Architecture at the Human Level
By thinking about how people navigate the spaces in between, you see the project more thoroughly and realistically. You experience the project at the human level, not the “god-like” overview of the architect. It used to be that you’d design two or three beautiful views, or elevations, of the project, and there was the potential that, when it was built, people would walk around the corner and it might look terrible.
For Armory Square, we planned the masses of the buildings – almost like Monopoly buildings – and articulated them as we saw what the views were like throughout the animation. Basic massing is driven by functional requirements such as parking, economics, where the big buildings go versus the small buildings – it’s all programmatically driven. The grocery store wants to be in the most prominent location because you’re using it as the anchor; those sorts of principles.
From the human experience perspective, as you move through the animation, you begin to see where the more detailed visual interest makes sense. That led us to make decisions such as changing the grocery store gable because we realized it was too fussy. Then you start applying materials to the shapes, start pushing things around, and build up the landscape, all while animating.
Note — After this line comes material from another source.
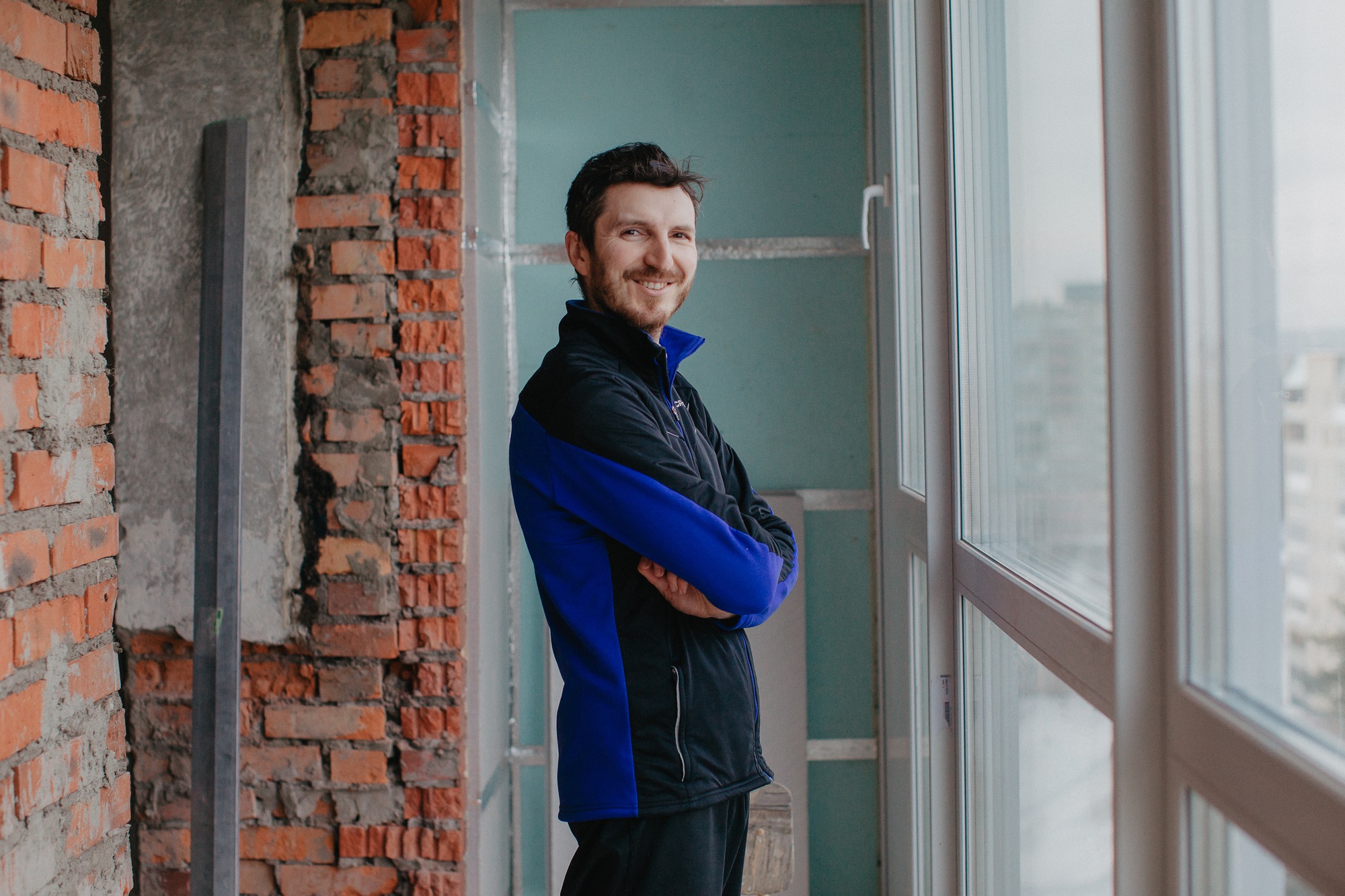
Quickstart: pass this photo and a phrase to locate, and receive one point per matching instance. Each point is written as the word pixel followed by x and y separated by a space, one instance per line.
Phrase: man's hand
pixel 680 592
You understand the scale. How the outdoor seating relates and supports the space. Where a mural on the grocery store exterior makes sense. Where a pianist might perform. All the elements that bring the experience alive. These are far from obvious on an architectural plan or even from a series of elevations.
The origin of the word “animate” is from the Latin verb animare, meaning “to give life to.” Architectural animation has the potential to breathe new life into what can sometimes be a static exercise – and enliven the feedback process at the same time. It should be a part of every conceptual planning project.